Differences in Granule Morphology yet Equally Impaired Exocytosis among Cytotoxic T Cells and NK Cells from Chediak-Higashi Syndrome Patients


Chiang S. C. C., Wood S. M., Tesi B., Akar H. H., Al-Herz W., Ammann S., ...More

FRONTIERS IN IMMUNOLOGY, vol.8, 2017 (SCI-Expanded) identifier identifier identifier

  • Publication Type: Article / Article
  • Volume: 8
  • Publication Date: 2017
  • Doi Number: 10.3389/fimmu.2017.00426
  • Journal Name: FRONTIERS IN IMMUNOLOGY
  • Journal Indexes: Science Citation Index Expanded (SCI-EXPANDED), Scopus
  • Keywords: Chediak-Higashi syndrome, NK cells, cytotoxic T cells, exocytosis, lytic granule polarization, lysosomes, endosomes, HEMOPHAGOCYTIC LYMPHOHISTIOCYTOSIS, CLINICAL PRESENTATIONS, MUTATIONS, PROTEIN, GENE, IDENTIFICATION, DEGRANULATION, BIOGENESIS, SPECTRUM, POLARIZATION
  • Istanbul University Affiliated: Yes

Abstract

Chediak-Higashi syndrome (CHS) is caused by autosomal recessive mutations in LYST, resulting in enlarged lysosomal compartments in multiple cell types.

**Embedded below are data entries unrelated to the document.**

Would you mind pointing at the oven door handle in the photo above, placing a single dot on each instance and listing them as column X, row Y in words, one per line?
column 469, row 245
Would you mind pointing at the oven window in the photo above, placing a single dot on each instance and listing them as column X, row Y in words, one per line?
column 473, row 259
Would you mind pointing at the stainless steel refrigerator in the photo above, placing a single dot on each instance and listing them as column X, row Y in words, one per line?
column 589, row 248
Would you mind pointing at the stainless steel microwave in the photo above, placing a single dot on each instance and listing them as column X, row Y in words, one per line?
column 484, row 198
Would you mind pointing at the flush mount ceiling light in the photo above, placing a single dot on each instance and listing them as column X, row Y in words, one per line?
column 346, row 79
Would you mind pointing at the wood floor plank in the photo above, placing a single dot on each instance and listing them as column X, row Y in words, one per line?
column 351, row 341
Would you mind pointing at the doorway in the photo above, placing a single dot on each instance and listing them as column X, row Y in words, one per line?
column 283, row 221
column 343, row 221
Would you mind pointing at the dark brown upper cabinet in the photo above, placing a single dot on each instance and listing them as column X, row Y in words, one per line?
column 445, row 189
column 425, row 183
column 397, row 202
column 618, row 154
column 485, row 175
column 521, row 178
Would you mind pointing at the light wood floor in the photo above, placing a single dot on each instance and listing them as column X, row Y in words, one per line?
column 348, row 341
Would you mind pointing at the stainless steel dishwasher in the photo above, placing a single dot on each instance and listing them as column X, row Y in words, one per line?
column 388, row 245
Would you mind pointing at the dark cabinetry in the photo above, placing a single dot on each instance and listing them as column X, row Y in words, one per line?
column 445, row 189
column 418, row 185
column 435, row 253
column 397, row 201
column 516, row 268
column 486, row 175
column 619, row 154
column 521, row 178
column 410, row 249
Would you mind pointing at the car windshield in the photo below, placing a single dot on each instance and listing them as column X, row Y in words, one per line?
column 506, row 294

CHS patients display oculocutaneous albinism and may develop life-threatening hemophagocytic lymphohistiocytosis (HLH). While NK cell-mediated cytotoxicity has been reported to be uniformly defective, variable defects in T cell-mediated cytotoxicity has been observed. The latter has been linked to the degree of HLH susceptibility. Since the discrepancies in NK celland T cell-mediated cellular cytotoxicity might result from differences in regulation of cytotoxic granule release, we here evaluated perforin-containing secretory lysosome size and number in freshly isolated lymphocytes from CHS patients and furthermore compared their exocytic capacities. Whereas NK cells from CHS patients generally contained a single, gigantic perforin-containing granule, cytotoxic T cells predominantly contained several smaller granules. Nonetheless, in a cohort of 21 CHS patients, cytotoxic T cell and NK cell granule exocytosis were similarly impaired upon activating receptor stimulation. Mechanistically, polarization of cytotoxic granules was defective in cytotoxic lymphocytes from CHS patients, with EEA1, a marker of early endosomes, mislocalizing to lysosomal structures. The results leads to the conclusion that lysosome enlargement corresponds to loss of distinct organelle identity in the endocytic pathway, which on a subcellular level more adversely affects NK cells than T cells. Hence, vesicular size or numbers do not per se dictate the impairment of lysosomal exocytosis in the two cell types studied.